Encrypted QNAP TS-228 in OpenVPN network #solved

We bought QNAP TS-228 as simple storage for @netpromotion some time ago (we also bought Synology DS216se as backup, but it’s even worse choice than TS-228). The role of the NAS is storage for employees, so the TS-228 looks as great solution for it (in theory). Now we know that we should have bought a HP ProLiant MicroServer instead. So if you are planning to make storage for your company, please use standard server instead of NAS.

Key features for us was:

  • secure access via VPN
  • volume encryption
  • cross-platform file sharing
  • outgoing rsync backup
  • 100+ MB/s reading and 80+ MB/s writing speed

The problem

The main problem of the QNAP TS-228 is implementation of encryption and custom services (like VPN). It supports only one volume per drive/RAID pool and stores all custom services on data volume. The result is that you can have encrypted drive or you can use custom services, but no both at the same time.

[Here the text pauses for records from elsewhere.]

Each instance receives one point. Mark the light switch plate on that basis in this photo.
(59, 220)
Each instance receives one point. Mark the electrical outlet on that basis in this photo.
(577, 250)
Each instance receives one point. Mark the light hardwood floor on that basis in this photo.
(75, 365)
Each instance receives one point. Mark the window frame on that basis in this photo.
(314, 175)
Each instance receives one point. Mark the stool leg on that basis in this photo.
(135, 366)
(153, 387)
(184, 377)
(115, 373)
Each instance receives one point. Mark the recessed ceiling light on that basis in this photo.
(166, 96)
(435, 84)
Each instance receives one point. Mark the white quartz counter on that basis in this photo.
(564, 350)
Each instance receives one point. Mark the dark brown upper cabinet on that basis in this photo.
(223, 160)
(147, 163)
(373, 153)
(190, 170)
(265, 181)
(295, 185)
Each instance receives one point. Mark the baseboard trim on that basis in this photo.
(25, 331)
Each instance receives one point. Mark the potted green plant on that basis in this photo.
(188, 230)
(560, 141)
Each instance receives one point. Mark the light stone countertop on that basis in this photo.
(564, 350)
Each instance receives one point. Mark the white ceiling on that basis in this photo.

If you enable encryption, all custom services will be stored on the encrypted volume and will be stopped until the drive will be unlocked. The FAQ knows this problem and has solution: “Save the encryption key in the NAS.” This is fine, but it has the same effect as if you don’t use encryption (which also solves the problem). So we need another solution.

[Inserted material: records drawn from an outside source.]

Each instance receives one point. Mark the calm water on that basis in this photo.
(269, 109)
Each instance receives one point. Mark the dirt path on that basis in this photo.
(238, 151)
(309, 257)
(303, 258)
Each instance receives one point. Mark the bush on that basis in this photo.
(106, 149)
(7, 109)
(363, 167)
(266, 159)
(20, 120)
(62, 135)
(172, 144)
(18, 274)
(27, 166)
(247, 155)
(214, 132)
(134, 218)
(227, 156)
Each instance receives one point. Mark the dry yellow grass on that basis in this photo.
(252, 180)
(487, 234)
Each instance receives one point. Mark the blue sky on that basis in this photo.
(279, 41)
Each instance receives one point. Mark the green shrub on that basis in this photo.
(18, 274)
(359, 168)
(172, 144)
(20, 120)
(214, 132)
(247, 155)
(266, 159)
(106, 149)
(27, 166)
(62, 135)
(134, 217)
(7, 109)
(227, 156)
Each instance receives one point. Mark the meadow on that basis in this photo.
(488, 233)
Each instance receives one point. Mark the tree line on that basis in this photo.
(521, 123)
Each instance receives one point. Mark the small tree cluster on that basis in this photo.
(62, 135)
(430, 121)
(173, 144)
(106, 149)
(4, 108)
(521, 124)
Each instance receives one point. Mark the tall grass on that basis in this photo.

Encrypted NAS as VPN server

You must:

  1. unlock the drive to start VPN
  2. access QTS over VPN to unlock the drive
  3. start VPN to access QTS
  4. know that it’s impossible

There is no effective way how to use encrypted QNAP TS-228 as VPN server.

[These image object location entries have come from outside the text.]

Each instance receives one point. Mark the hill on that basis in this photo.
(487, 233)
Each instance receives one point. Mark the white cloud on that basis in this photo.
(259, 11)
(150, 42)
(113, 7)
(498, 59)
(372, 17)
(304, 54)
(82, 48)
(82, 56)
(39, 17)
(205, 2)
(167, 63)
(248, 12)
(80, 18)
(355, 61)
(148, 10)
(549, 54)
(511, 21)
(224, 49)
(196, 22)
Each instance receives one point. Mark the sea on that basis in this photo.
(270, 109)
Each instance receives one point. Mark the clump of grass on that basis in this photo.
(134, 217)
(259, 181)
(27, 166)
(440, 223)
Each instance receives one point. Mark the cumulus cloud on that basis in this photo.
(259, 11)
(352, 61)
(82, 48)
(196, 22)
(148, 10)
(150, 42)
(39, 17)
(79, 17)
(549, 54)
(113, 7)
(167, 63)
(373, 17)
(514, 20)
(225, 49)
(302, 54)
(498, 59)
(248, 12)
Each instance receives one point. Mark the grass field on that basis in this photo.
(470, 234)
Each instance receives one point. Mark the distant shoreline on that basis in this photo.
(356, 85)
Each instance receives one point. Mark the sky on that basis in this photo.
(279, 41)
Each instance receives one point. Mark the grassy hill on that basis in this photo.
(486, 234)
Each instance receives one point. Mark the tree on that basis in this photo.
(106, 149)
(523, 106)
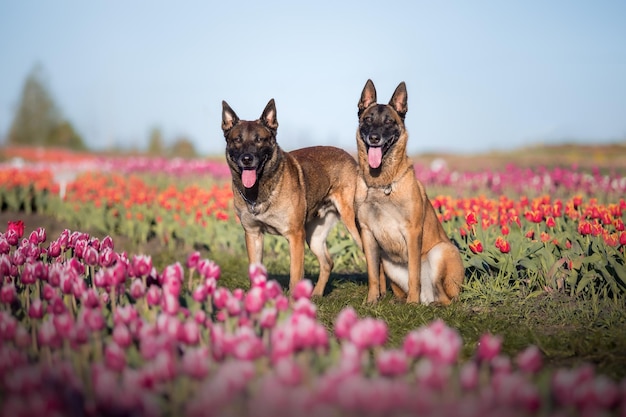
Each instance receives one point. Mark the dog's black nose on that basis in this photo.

Encrypted NAS as VPN client

This way has same problems as previous, but you have another machine as VPN server. The most important for our solution is that SSH and Cron are system services accessible after boot. So you can solve the infinite loop via tunnel to VPN server.

Our final solution

We use Cron to start SSH tunnel over which we can unlock the volume. The NAS than starts VPN service and connects to VPN network as client.

[~] # crontab -l
* * * * * ps -al | grep -v grep | grep "ssh -N -R 10.110.112.1:4433:127.0.0.1:443 {user}@{server} -p {port}" || ssh -N -R 10.110.112.1:4433:127.0.0.1:443 {user}@{server} -p {port}

Where:

  • 10.110.112.1 is IP of VPN server in VPN network (don’t use public IP, you don’t want to have accessible QTS over the Internet)
  • 4433 is our custom port for it higher than 1024 (it’s standard 443 + repeated last number)
  • {user} is “nobody like” user on VPN server which has no rights - just nobody with login via SSH key
  • {server} is domain name (or public IP) of VPN server
  • {port} is the SSH port of VPN server

As you can see, it tries to find the SSH tunnel in active processes every minute. If the tunnel was not found, the Cron will start it. This covers system boot and tunnel crash in one nice command.